What is going on here? Why is having a terrible rookie yards per carry average such a positive sign for a player's career? The truth is that a poor yards per carry average isn't a positive sign. It just isn't a negative one, either. I'm providing a list of high-workload rookies with a low yards per carry, and the high-workload part is the real key.
Backs get a high workload because the coaching staff thinks they're good and wants to give them the ball. In the long run, backs who coaching staffs think are good and want to give the ball... tend to be pretty good. The low ypc, in the meantime, is just a meaningless fluke.
What is Yards Per Carry, Anyway?
To understand why yards per carry is a fluke, you have to understand something very important about yards per carry. It's not measuring how good a running back is. Using the terminology from our introductory column, where “X” represents the stable factors intrinsic to a running back himself, or "skill", and “Y” represents random environmental noise, or "luck"... yards per carry is closer to 0% “X” and 100% “Y” than nearly anyone would guess.
Statisticians have a concept called “face validity”. Most of the rest of us better know it as “the smell test”. Let's say I invent a statistic that I claim measures how good running backs are. The first thing I should do is look at a list of running backs under my new statistic and see if my statistic has face validity— see if it passes the smell test.
If I ranked all 69 running backs who have 500 carries since 2008, and my #1 back was Jamaal Charles and my #69 back was Trent Richardson, that would pass the smell test. But if my top-10 also included C.J. Spiller, Justin Forsett, Felix Jones, and Pierre Thomas, while Le'Veon Bell ranked 19th, Marshawn Lynch ranked 32nd, Frank Gore ranked 35th, and Matt Forte ranked 40th... that doesn't really pass the smell test anymore. But that's what the list of running backs ranked by ypc gives us.
Another way of looking at the problem: let's say I take a statistic that we can hopefully agree is completely uncorrelated with player quality. Say, hair length. If I ranked the 50 best running backs in history by the length of their hair, I'd expect 25% of the best running backs in history to fall in the top quartile of all backs for hair length, 25% to fall in the next quartile, 25% to fall in the third quartile, and 25% to fall in the bottom quartile, (with perhaps some variation depending on whether you count Edgerrin James before he shaved his dreadlocks or after).
Basically, since hair length is completely unrelated to player quality, I'd expect quality players to be distributed randomly along the hair length spectrum.
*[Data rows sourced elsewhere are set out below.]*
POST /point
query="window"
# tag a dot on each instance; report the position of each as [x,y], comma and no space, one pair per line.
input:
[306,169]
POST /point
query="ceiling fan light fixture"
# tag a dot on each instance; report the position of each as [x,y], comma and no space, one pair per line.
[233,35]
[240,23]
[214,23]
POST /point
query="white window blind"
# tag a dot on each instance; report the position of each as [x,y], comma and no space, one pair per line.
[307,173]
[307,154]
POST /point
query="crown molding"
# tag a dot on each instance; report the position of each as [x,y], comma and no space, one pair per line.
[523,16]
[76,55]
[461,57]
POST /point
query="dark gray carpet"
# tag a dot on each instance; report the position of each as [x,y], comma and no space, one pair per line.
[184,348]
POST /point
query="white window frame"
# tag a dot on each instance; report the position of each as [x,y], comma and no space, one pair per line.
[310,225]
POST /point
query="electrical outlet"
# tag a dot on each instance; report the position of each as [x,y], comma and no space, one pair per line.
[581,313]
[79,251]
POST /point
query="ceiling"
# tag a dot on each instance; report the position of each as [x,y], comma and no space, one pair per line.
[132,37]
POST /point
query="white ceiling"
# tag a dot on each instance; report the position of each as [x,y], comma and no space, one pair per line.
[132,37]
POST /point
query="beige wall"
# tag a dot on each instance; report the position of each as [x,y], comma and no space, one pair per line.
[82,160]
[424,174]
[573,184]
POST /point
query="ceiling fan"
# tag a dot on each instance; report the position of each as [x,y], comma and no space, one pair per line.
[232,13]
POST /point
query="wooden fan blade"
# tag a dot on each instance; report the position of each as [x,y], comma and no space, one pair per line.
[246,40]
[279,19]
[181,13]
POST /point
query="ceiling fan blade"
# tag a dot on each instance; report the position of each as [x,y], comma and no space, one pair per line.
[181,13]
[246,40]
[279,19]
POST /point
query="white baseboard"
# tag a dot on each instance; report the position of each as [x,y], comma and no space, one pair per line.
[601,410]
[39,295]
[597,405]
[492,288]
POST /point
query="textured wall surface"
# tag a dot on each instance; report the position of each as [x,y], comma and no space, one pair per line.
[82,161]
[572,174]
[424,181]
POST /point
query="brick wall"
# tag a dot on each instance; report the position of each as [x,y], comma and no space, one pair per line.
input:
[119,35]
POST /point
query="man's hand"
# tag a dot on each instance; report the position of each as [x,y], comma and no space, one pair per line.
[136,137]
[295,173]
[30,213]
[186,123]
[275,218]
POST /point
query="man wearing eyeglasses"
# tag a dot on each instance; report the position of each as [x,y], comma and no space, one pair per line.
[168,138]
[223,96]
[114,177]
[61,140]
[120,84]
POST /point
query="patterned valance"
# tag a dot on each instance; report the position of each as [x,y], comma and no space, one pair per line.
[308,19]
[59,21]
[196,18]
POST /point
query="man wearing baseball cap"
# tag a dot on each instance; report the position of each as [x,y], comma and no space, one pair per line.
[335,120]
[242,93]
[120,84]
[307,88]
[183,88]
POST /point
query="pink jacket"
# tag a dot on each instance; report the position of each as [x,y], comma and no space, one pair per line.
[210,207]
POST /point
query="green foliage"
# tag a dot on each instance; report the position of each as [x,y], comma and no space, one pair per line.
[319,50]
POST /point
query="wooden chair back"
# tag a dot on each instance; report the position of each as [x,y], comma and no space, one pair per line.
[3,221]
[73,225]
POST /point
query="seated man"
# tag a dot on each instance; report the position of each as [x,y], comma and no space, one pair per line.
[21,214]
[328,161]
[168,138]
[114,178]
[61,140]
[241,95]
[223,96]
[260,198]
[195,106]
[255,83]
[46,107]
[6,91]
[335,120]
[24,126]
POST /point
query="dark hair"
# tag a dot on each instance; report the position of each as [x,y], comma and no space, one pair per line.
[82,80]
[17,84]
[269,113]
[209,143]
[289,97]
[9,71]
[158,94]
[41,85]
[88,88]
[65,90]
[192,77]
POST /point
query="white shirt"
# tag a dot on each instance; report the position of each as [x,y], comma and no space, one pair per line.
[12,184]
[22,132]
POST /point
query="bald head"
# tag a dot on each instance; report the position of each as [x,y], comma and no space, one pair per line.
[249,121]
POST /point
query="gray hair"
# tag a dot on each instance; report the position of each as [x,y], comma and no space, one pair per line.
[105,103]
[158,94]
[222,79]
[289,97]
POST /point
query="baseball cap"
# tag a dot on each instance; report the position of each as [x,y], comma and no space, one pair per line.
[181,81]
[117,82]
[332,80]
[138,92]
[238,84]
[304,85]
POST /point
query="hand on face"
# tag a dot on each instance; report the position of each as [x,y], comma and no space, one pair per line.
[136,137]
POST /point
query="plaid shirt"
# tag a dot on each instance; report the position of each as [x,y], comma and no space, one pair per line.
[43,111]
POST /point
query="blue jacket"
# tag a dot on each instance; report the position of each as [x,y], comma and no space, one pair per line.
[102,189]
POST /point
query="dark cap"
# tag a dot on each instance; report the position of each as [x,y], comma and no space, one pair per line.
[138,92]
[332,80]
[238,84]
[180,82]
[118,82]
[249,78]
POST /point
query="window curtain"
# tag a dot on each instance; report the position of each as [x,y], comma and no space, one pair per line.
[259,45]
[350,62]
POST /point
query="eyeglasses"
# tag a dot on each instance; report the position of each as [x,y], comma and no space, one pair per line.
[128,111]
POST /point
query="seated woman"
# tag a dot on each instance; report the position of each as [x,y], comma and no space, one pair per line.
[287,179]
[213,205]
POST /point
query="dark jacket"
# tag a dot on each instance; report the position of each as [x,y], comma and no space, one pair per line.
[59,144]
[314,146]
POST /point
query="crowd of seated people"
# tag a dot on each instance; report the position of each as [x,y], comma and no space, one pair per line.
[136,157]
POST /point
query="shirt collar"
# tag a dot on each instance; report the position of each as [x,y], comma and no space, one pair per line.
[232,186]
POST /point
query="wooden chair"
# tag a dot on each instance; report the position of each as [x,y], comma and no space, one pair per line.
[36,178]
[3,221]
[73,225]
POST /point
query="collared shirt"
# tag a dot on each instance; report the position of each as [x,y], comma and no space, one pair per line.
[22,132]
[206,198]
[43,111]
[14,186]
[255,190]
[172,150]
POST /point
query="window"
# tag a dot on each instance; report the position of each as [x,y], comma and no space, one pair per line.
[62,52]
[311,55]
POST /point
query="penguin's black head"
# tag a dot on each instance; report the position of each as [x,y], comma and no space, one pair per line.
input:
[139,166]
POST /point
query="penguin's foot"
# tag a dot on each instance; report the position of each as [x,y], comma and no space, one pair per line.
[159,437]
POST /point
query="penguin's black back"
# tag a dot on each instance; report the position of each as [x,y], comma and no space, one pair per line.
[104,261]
Where do quality players fall along the yards per carry spectrum? Fellow Footballguy Chase Stuart has calculated era-adjusted yards per carry for each of the top 200 running backs in history by total carries. Since 1990, 17 running backs have made the Hall of Fame. Here's how many running backs rank in each decile on that list:
Top 10%: 12%
2nd 10%: 12%
3rd 10%: 24%
4th 10%: 18%
5th 10%: 12%
6th 10%: 6%
7th 10%: 6%
8th 10%: 12%
9th 10%: 0%
bottom 10%: 0%
To be fair, part of the reason there aren't more backs from the top deciles is that some of the guys in that range are already enshrined. Jim Brown, Gale Sayers, Lenny Moore, and O.J. Simpson all rank in the top 20 all-time in era-adjusted ypc. But so do Robert Smith, Greg Pruitt, Wendall Tyler, and James Brooks.
There's clearly not zero correlation between yards per carry and player quality, (or “X value”). But, just as clearly, what little correlation there is is very weak.
Meanwhile, there's also mountains of evidence that yards per carry is almost entirely due to extrinsic factors (or "Y value") instead of intrinsic factors. Danny Tuccito has calculated how long it has historically taken various statistics to “stabilize”— to reach a point where they represent 50% player skill and 50% external factors. (Using my framing, 50% X and 50% Y.)
For instance, for Yards per Attempt, (arguably the single best "simple stat" in all of football), it takes about 396 pass attempts before a player's average represents 50% skill, 50% luck. That's a little bit less than a full season in an offense.
For yards per carry to stabilize, a back would need about 1978 carries, (in Danny's words, "a vomit-inducing" 1978 carries). For context, that's about how many carries Marshawn Lynch, Chris Johnson, or LeSean McCoy have in their careers. But yards per carry hasn't stabilized for those three backs yet because we actually need 1978 carries on the same team and in the same offense. Essentially, the answer to the question of when yards per carry stabilizes is “never”. A back's yards per carry is always more luck than skill.
Why is this? A big part of it is that yards per carry is very sensitive to outliers. You've all probably seen someone say “take away his long run this game and he was below-average”. But this isn't just true about single games. Last year, there were 16 running backs who were above the league average in yards per carry. For seven of them, removing just one or two carries would drop them below the league average again.
What does it mean to say that yards per carry is always more luck than skill? Well, for one thing, the correlation between yards per carry in one year and the next is extremely low. Not only that, the correlation between yards per carry between one 8-game sample and another 8-game sample in the same season is extremely low.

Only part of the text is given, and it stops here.